David Bobby de Gea Quintana – The Spanish goalkeeping maestro made headlines shortly following his transfer to Manchester United after he was reported to have stolen a Krispy Kreme from a Tesco in Altrincham back in 2011. No further action was taken against the then-20-year-old, although it is still funny that the lad’s middle name seemed to foreshadow his dealings with the law as a young adult living in England.
Michael Lewis Masi – While not strictly a “sports star” per se, Formula One’s race director and public enemy number one is still worthy of a mention, given that his middle name is, surprisingly, Lewis. Could it be that he intentionally caused the other, actually talented Lewis to lose the 2021 Formula One World Drivers’ Championship so as to deflect accusations of favouritism towards a driver with the same name?
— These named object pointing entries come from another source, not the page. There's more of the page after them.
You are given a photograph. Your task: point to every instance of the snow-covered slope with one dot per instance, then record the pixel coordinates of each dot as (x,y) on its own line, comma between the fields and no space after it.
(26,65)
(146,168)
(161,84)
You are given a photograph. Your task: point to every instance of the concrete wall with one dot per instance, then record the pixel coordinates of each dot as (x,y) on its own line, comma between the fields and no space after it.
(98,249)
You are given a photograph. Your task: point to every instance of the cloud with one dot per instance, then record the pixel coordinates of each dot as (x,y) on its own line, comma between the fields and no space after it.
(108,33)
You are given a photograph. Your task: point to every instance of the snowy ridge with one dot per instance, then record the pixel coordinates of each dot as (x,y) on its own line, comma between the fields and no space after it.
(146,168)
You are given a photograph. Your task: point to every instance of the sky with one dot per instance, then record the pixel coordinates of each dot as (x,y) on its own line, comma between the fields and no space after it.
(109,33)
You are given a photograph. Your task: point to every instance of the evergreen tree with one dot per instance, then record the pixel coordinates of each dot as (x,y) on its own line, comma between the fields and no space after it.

Probably not, but it makes you wonder. (I’m legally obliged to mention that we at The Lemon Press are not suggesting that Michael Masi is corrupt. Much.)
Eldrick Tont Hammond “Tiger” Woods – that one was a mouthful. Tiger is known for two things – his golfing ability and his driving ability. One of them is very good, and one of them is very poor, just like his namesake – former Top Gear presenter and human crash test dummy Richard Hammond. Although, in fairness, with Richard’s recent appearances on the fairway, maybe the two are total opposites? No, of course not, so long as they both possess the title of Sir Crashalot.